3.24.2008

the ego is always hungry

a little background for my introduction: it is gaura purnima day. I am cooking palak panir for about 50 people for the evenings celebration. I'm on the phone with Kisori....(this is paraphrased a bit... but this is pretty much how it went)

Me: I hope this comes out ok...

Kisori: I'm sure it will.

Me: But I want people to think it's good. Is that bad?

Kisori: No, that's not bad. It's nice, you want to please Lord Caitanya.

Me: No, but I want people to think it's good. That's kind of bad.

Kisori: No, it's not. You want to please the devotees. That's good.

Me: Noooo, I want people to think it's good. Like I'm a good cook. I want people to tell me I'm a good cook. That's bad, right?

Kisori: Umm, well... hmmm...

How else could she have answered - of course it's bad! but at least I'm honest, right? the ego is always hungry... hungry for praise. I think mine, though, has an eating disorder.

Take for example my MA program. I already have a master's degree in education, so when I applied for the counseling program I had two choices: 1. I could go for the full 48 credit degree and take all of the classes necessary to get the paper at the end that declares I have an MA in counseling. OR 2. I could have gone for the counseling certificate, which would mean I didn't have to take the research seminar that is causing so much pain in my world now. but I wouldn't have been able to say, "Yes, well, I have two masters degrees..." WTF? why does it matter so much? who would even care? but no, the ego is so hungry. it is so hungry.
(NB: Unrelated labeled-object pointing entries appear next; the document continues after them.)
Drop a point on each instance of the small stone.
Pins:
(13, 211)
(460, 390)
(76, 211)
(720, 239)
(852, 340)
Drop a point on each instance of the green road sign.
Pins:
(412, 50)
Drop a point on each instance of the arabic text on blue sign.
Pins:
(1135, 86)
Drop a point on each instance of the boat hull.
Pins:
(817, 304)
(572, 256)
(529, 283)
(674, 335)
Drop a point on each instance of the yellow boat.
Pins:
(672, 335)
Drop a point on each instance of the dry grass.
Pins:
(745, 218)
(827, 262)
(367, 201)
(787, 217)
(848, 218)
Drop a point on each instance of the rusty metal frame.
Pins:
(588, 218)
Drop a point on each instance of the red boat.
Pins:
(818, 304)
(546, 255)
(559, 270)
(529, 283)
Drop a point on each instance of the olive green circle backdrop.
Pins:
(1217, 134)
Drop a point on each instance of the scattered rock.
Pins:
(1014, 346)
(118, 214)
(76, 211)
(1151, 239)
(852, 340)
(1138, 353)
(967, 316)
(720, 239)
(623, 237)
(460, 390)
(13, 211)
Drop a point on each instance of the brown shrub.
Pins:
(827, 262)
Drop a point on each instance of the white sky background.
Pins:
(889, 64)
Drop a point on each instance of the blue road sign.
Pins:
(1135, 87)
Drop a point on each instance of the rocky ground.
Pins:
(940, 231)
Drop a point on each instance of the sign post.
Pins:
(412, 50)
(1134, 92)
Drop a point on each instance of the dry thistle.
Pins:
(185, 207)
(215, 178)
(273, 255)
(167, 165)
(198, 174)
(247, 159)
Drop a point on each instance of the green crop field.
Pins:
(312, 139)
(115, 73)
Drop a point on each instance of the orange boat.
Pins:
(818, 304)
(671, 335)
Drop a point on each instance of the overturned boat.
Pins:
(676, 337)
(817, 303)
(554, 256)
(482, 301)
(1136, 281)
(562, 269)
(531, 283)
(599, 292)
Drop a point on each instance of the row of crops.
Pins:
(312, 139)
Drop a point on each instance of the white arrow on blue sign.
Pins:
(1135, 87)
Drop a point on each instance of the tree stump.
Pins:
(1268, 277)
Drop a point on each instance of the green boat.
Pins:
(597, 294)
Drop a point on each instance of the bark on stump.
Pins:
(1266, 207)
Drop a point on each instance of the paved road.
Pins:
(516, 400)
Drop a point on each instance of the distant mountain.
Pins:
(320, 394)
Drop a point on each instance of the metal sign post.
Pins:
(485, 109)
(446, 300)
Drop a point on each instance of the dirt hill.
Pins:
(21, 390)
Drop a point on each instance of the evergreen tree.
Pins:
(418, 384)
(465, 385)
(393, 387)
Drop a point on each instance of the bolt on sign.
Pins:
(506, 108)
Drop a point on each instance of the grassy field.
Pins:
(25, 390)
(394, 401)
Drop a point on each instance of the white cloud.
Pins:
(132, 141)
I realized long ago that I base my own worth on what I think other people think. After all, isn't that what it's about? it's not about what I think, or what you think, but what I think you think. deep. and even though I know this to my core, some how, I still can't help but function on this level. what's up with that?

I haven't been feeling very good about my self the past few weeks. I'm ready for spring to pick me up, but I think maybe I am too heavy.

4 comments:

Devadeva dasi said...

in my humble opinion, it's not bad. just mixed.

if the motivation of praise or good public opinion inspires you to do your service nicely...if you get some glory and you are able to use that to glorify krishna...then that is not the highest but it is not the lowest.

who is free from sex desire?

kmala said...

free from sex desire?

Devadeva dasi said...

sorry, we were reading eleventh canto yesterday. there was a story about a pigeon and there was the story about pingala. i guess sex desire was really on my mind.

but sex desire (lust) does get played out in different ways. this whole material energy is moving on account of lust. pratishta (distinction) is just another form of lust.

you know all this, why am i telling you?

i guess it sounds weird, to just throw "sex desire" around since the popular connotation is SEX!!! but it doesn't have to be so gross.

isn't that women are more into the subtle aspects of sex desire than men? we want our house to be decorated nicely, we want people (men and women) to think we are attractive, we want people to think we are good cooks, good mothers, capable, smart, funny and have a good singing voice.

the chains that bind.

kmala said...

acha,now I see your angle.I don't know if I would connect it that way, but I see where you're coming from.